Eichmann’s story parallels our own in that every one of us have committed sins and offenses against our Creator and our fellow man. We are all fugitives from divine justice. And like Eichmann, we appear as though we are getting away with it. We live comfortably, go to concerts, dine out in nice restaurants, watch football games, play with our children, buy expensive cars, and go to theaters to watch the latest movies. Still, if we have not found the forgiveness that is in Jesus Christ, we are criminals, offenders against God’s holy laws, and subject to His holy and eternal penalties.

And just like Eichmann, we too will face a type of sudden, totally unexpected arrest. For most of us it will not be as dramatic as a kidnapping by Israeli agents on a dark night. It will more likely be a heart attack, a bout with cancer, a car accident, a mysterious sudden infection, or perhaps simply the ravages of old age. But eventually we, too will be apprehended and brought before our own personal tribunal. Evidence will be brought forth. And if we are without the proper defense, we shall be found guilty and sentenced to pay for our crimes against humanity and humanity’s God.

“Not Guilty”

The Cross

All is not lost. The Bible tells us that God loves us so much, He has prepared our defense for us. He has sent His Son Jesus Christ to die in our place and take the punishment for us that we so completely deserve. And having died on the cross and risen again three days later, Jesus now serves not only as our sacrificial Lamb, but also as our Defense Counsel and our Advocate. He shall speak for us on the Day of Judgment; He shall be both our Judge and our Advocate, and shall declare us justified – not merely pardoned, not simply excused, but made without sin, without blame, and entirely free from penalty and punishment. The Bible tells us: “Therefore, having been justified by faith, we have peace with God through our Lord Jesus Christ” (Romans 5:1).
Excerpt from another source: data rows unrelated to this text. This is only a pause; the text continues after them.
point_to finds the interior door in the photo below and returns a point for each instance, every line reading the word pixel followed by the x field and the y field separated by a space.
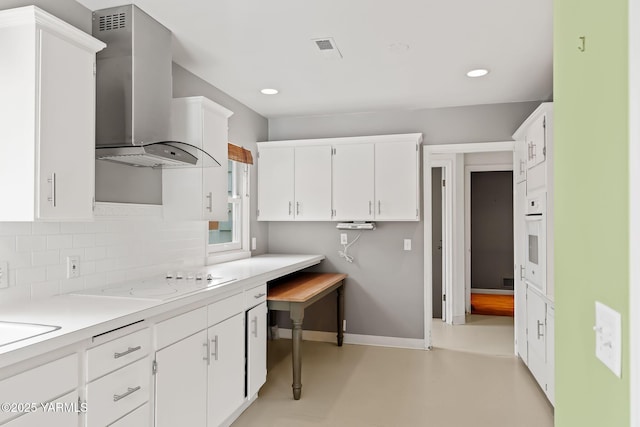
pixel 445 260
pixel 436 240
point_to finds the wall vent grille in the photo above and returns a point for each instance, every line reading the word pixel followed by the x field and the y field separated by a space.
pixel 115 21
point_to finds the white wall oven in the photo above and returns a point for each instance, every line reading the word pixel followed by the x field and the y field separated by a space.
pixel 536 242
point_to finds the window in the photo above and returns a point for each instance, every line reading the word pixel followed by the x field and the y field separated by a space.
pixel 231 236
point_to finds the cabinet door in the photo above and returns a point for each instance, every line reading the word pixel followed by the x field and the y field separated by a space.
pixel 181 383
pixel 256 348
pixel 66 417
pixel 537 141
pixel 396 181
pixel 353 182
pixel 536 314
pixel 66 135
pixel 313 183
pixel 551 370
pixel 215 179
pixel 520 161
pixel 275 184
pixel 226 371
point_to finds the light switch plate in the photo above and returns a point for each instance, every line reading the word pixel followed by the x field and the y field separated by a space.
pixel 4 274
pixel 608 337
pixel 73 267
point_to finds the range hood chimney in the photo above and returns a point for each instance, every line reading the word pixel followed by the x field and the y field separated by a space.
pixel 134 91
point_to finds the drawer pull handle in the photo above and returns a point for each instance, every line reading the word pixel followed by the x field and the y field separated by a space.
pixel 129 391
pixel 124 353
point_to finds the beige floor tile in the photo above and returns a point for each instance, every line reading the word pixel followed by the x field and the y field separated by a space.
pixel 362 386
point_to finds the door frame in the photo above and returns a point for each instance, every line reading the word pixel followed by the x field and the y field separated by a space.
pixel 501 167
pixel 634 208
pixel 453 152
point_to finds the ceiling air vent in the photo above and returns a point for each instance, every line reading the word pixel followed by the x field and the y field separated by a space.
pixel 327 47
pixel 113 22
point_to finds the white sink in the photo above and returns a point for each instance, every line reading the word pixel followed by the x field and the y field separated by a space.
pixel 11 332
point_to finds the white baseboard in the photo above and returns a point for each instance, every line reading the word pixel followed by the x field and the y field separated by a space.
pixel 374 340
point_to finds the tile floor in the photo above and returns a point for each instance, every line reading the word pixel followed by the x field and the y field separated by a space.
pixel 457 384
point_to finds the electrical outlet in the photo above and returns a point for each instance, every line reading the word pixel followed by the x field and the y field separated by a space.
pixel 73 267
pixel 4 274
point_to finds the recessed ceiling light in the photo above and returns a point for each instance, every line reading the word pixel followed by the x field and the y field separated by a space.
pixel 398 47
pixel 478 72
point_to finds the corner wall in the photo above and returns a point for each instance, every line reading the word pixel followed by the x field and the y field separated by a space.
pixel 591 206
pixel 384 291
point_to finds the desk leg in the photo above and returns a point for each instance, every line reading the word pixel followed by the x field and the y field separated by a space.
pixel 297 315
pixel 340 291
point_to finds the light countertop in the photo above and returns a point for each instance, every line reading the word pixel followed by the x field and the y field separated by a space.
pixel 81 317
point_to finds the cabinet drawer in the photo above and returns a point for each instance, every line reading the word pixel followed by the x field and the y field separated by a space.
pixel 115 354
pixel 118 393
pixel 176 328
pixel 138 418
pixel 221 310
pixel 40 384
pixel 66 417
pixel 255 296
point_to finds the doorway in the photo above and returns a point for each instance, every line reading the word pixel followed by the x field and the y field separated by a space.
pixel 451 159
pixel 489 240
pixel 436 244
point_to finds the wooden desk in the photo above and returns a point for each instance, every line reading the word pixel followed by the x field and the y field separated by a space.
pixel 294 296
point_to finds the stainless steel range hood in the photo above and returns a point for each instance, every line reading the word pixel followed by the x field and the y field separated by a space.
pixel 134 91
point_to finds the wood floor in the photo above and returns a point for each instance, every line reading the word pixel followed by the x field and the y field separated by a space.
pixel 492 305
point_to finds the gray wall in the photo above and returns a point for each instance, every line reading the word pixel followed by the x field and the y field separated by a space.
pixel 491 229
pixel 384 291
pixel 246 127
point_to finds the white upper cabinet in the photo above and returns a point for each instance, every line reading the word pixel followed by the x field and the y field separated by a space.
pixel 294 183
pixel 47 116
pixel 353 182
pixel 396 181
pixel 520 161
pixel 340 179
pixel 275 183
pixel 198 193
pixel 312 183
pixel 536 139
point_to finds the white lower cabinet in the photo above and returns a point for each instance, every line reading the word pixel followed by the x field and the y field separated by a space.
pixel 62 379
pixel 181 382
pixel 256 348
pixel 200 377
pixel 540 324
pixel 61 412
pixel 226 369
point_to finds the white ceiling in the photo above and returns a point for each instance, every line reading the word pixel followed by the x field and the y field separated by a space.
pixel 242 46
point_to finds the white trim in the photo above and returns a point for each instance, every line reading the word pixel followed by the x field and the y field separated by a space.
pixel 126 211
pixel 34 15
pixel 474 147
pixel 467 221
pixel 634 209
pixel 374 340
pixel 406 137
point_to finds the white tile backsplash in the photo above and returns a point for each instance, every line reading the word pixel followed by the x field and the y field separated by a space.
pixel 111 250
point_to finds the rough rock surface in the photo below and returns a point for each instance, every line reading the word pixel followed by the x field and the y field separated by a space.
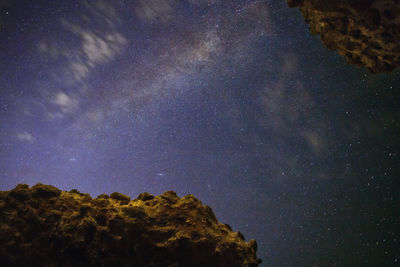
pixel 365 32
pixel 44 226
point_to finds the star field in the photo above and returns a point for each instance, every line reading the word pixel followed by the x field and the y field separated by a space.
pixel 232 101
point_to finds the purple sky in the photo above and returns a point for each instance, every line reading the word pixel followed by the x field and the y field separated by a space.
pixel 232 101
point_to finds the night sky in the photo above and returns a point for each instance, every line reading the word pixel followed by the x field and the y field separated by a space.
pixel 232 101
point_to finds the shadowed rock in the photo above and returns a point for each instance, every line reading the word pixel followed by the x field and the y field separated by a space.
pixel 365 32
pixel 44 226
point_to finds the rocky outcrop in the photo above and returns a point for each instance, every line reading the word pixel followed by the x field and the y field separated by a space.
pixel 44 226
pixel 365 32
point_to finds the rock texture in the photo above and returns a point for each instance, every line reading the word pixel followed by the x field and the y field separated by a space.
pixel 44 226
pixel 365 32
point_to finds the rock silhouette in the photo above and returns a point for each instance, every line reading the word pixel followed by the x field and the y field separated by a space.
pixel 365 32
pixel 44 226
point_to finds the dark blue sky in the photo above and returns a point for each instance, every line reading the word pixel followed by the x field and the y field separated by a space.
pixel 232 101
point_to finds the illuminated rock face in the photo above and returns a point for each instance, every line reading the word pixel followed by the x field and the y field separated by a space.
pixel 44 226
pixel 365 32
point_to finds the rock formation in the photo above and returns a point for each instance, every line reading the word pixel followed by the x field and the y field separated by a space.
pixel 365 32
pixel 44 226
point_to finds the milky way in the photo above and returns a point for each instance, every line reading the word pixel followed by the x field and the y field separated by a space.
pixel 232 101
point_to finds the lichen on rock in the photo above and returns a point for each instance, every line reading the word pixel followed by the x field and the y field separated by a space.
pixel 44 226
pixel 365 32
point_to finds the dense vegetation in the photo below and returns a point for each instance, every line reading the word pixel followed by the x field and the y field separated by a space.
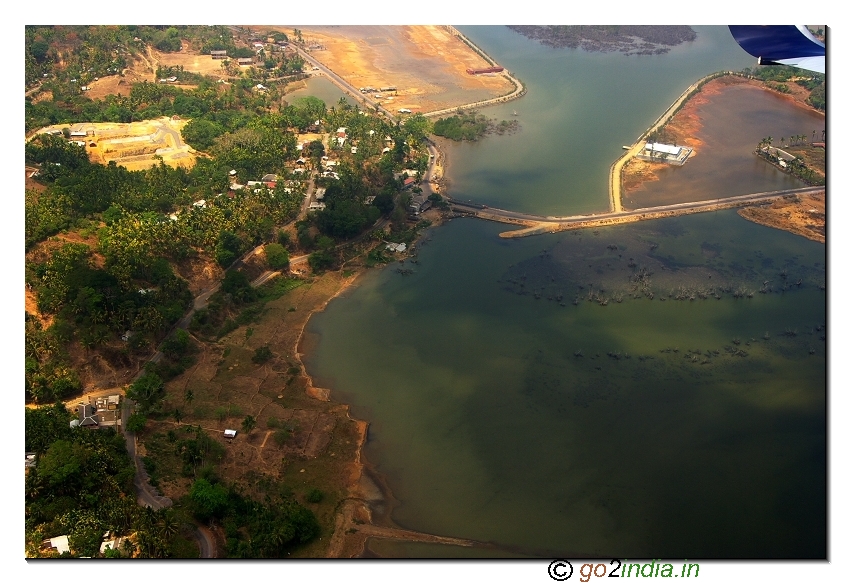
pixel 106 247
pixel 779 76
pixel 471 126
pixel 82 486
pixel 631 39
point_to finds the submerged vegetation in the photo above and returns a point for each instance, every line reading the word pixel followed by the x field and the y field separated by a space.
pixel 629 39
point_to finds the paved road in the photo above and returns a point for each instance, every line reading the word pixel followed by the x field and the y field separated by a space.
pixel 539 222
pixel 343 84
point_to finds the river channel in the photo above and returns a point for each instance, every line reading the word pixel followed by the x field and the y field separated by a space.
pixel 649 390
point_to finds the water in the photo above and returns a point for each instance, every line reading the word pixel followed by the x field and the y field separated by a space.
pixel 641 427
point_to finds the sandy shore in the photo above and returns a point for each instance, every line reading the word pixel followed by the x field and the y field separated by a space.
pixel 804 216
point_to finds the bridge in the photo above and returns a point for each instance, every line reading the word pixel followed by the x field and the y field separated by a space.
pixel 531 224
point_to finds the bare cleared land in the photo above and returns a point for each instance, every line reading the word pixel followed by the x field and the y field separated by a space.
pixel 805 215
pixel 134 145
pixel 426 64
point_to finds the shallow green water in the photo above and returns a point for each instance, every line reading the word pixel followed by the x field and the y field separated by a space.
pixel 500 411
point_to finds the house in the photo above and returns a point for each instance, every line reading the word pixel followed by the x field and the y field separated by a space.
pixel 672 154
pixel 87 415
pixel 108 410
pixel 419 204
pixel 58 543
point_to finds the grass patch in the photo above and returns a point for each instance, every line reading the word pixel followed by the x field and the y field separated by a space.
pixel 278 287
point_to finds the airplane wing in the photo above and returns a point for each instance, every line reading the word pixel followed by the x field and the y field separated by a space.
pixel 782 45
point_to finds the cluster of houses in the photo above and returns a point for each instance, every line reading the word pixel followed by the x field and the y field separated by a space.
pixel 99 412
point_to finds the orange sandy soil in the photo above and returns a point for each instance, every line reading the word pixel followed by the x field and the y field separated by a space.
pixel 144 69
pixel 322 451
pixel 805 216
pixel 425 63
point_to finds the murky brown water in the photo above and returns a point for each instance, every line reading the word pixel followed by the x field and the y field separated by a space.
pixel 734 121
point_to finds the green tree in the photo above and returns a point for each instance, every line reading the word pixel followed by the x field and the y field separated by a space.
pixel 277 256
pixel 136 423
pixel 208 500
pixel 147 391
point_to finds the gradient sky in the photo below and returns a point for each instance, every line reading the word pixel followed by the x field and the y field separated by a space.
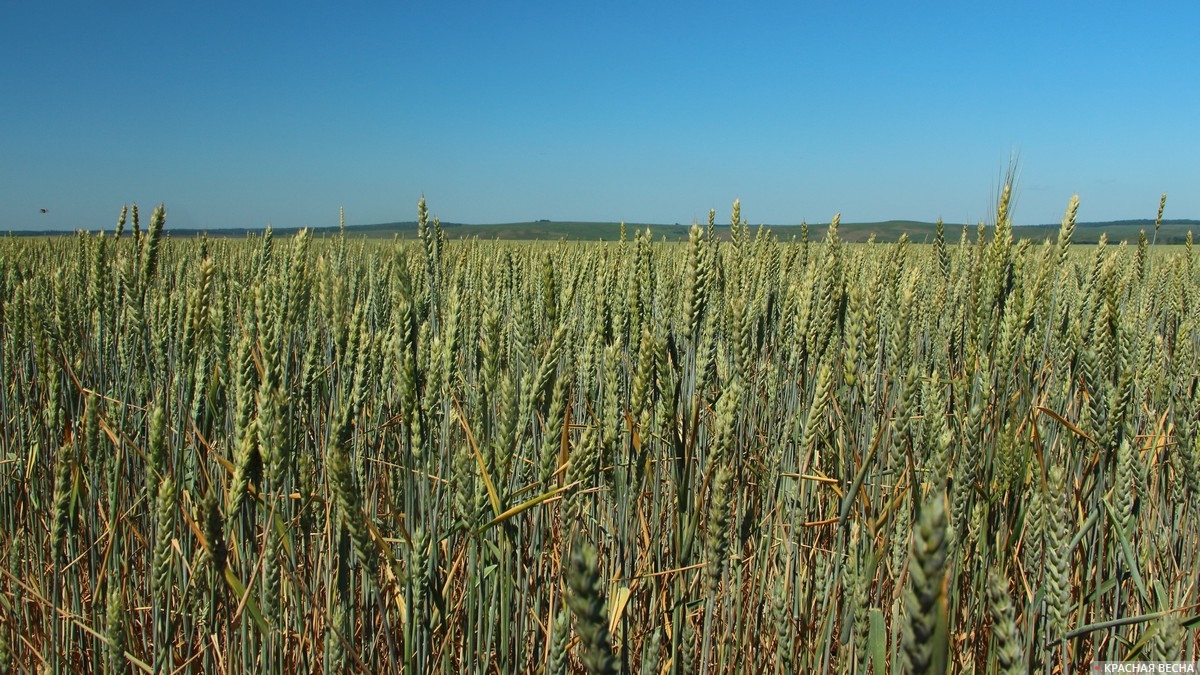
pixel 247 113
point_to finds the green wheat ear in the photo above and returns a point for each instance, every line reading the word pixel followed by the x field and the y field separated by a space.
pixel 586 599
pixel 925 631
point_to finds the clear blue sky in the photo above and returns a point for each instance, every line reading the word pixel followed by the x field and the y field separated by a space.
pixel 247 113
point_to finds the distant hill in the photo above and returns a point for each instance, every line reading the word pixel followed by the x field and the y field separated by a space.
pixel 1171 232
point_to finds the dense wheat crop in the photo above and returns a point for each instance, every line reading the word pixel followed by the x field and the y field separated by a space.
pixel 730 455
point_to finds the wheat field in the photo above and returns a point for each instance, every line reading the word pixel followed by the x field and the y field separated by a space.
pixel 731 455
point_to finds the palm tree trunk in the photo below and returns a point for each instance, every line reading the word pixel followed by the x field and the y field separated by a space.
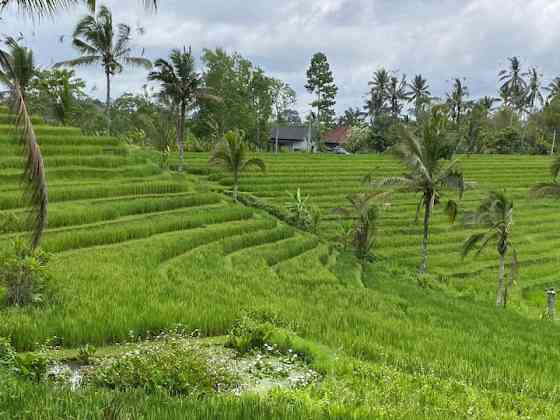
pixel 181 135
pixel 235 185
pixel 426 238
pixel 501 279
pixel 108 101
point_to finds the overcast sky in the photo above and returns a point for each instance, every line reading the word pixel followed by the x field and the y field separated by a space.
pixel 441 39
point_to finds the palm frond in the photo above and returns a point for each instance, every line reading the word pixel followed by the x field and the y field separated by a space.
pixel 34 171
pixel 138 62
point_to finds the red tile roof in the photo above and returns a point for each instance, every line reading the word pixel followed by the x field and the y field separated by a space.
pixel 339 135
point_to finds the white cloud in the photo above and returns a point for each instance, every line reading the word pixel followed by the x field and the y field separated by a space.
pixel 441 39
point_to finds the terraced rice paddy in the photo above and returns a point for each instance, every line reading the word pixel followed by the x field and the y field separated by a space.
pixel 138 250
pixel 328 179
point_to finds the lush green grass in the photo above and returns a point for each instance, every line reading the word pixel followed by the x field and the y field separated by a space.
pixel 138 254
pixel 328 179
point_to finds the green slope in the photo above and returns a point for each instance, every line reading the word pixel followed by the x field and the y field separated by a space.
pixel 139 254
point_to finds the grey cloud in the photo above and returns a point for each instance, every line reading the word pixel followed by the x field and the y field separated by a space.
pixel 441 39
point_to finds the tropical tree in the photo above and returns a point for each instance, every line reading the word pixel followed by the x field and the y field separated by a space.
pixel 456 99
pixel 496 214
pixel 183 85
pixel 34 173
pixel 95 39
pixel 488 102
pixel 364 209
pixel 396 95
pixel 429 172
pixel 419 93
pixel 553 88
pixel 49 7
pixel 283 97
pixel 320 81
pixel 513 86
pixel 377 101
pixel 232 155
pixel 534 95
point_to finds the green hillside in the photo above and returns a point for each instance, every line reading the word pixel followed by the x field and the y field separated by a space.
pixel 138 250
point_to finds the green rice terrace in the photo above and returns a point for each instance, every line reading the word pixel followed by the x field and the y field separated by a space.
pixel 155 272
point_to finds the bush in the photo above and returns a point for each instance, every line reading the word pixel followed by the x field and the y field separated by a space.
pixel 170 367
pixel 247 335
pixel 23 274
pixel 7 353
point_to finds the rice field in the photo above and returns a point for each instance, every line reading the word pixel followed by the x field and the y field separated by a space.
pixel 328 179
pixel 138 250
Throughout the history of our world, men and women have suffered and died as a result of terrible plagues and infectious diseases. These horrible afflictions sweep across communities and nations, devouring and destroying as they go. In like manner, our world is filled with many spiritual infections and diseases which also destroy, defile, and infect peoples, communities, and entire populations. Anti-Semitism is but one of them. Sexual immorality, homosexuality, racism, false religions, terrorist ideology, absurd imaginations about the “right” to slay unborn babies, and secularism are also among them. To survive these currents of lies and deceptions, we must have a strong immune system. The protection we so desperately need is the love of God and the Word of God, which become a vital part of our lives when we make Jesus Christ our Lord and Savior. Having rejected the Christ and the Bible of his parents, Adolf Eichmann had no such protection, and has become a terrible reminder to us all, that apart from Christ and His Word, even ordinary men and women can do monstrous things.